Managing data sharing with Amazon CloudFormation - Amazon Redshift
Services or capabilities described in Amazon Web Services documentation might vary by Region. To see the differences applicable to the China Regions, see Getting Started with Amazon Web Services in China (PDF).

Managing data sharing with Amazon CloudFormation

You can automate data sharing setup by using an Amazon CloudFormation stack, which provisions Amazon resources. The CloudFormation stack sets up data sharing between two Amazon Redshift clusters in the same Amazon account. Thus, you can start data sharing without running SQL statements to provision your resources.

The stack creates a datashare on the cluster that you designate. The datashare includes a table and sample read-only data. This data can be read by your other Amazon Redshift cluster.

If you want to start sharing data in an Amazon account by running SQL statements to set up a datashare and grant permissions, without using CloudFormation, see Sharing data within an Amazon Web Services account.
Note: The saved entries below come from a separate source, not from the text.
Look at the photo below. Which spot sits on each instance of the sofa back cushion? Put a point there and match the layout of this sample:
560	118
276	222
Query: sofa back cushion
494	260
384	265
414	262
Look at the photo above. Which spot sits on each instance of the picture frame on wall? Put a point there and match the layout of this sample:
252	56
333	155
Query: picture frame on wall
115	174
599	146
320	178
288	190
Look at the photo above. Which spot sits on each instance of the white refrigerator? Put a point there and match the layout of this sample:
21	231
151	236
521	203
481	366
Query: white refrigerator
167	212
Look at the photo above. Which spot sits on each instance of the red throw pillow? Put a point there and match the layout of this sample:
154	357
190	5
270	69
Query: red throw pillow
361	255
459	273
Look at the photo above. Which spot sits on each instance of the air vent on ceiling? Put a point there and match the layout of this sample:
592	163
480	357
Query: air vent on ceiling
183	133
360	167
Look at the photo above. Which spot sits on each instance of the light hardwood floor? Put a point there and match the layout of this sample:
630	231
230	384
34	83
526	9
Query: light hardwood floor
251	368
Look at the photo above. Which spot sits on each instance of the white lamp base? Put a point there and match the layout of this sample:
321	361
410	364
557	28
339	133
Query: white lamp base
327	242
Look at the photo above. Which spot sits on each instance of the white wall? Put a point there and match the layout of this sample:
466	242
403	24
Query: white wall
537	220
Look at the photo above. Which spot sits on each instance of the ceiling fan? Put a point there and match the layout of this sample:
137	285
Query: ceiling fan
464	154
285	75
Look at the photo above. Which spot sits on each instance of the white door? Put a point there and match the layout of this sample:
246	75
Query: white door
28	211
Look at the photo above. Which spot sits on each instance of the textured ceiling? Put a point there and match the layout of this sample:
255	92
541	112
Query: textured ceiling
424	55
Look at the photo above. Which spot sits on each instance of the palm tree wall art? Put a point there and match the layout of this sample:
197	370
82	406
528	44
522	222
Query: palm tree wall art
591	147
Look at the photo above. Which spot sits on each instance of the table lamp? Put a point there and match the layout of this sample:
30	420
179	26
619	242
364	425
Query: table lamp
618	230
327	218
Before running the data sharing CloudFormation stack, you must be logged in with a user that has permission to create an IAM role and a Lambda function. You also need two Amazon Redshift clusters in the same account. You use one, the producer, to share the sample data, and the other, the consumer, to read it. The primary requirement for these clusters is that each use RA3 nodes. For additional requirements, see Considerations when using data sharing in Amazon Redshift.

For more information about getting started setting up an Amazon Redshift cluster, see Getting started with Amazon Redshift. For more information about automating setup with CloudFormation, see What is Amazon CloudFormation?

Important

Before launching your CloudFormation stack, make sure you have two Amazon Redshift clusters in the same account and that the clusters use RA3 nodes. Make sure each cluster has a database and a superuser. For more information, see CREATE DATABASE and superuser.

To launch your CloudFormation stack for Amazon Redshift data sharing:
  1. Click Launch CFN stack, which takes you to the CloudFormation service in the Amazon Web Services Management Console.

    If you are prompted, sign in.

    The stack creation process starts, referencing a CloudFormation template file, which is stored in Amazon S3. A CloudFormation template is a text file in JSON format that declares Amazon resources that make up a stack. For more information about CloudFormation templates, see Learn template basics.

  2. Choose Next to enter the stack details.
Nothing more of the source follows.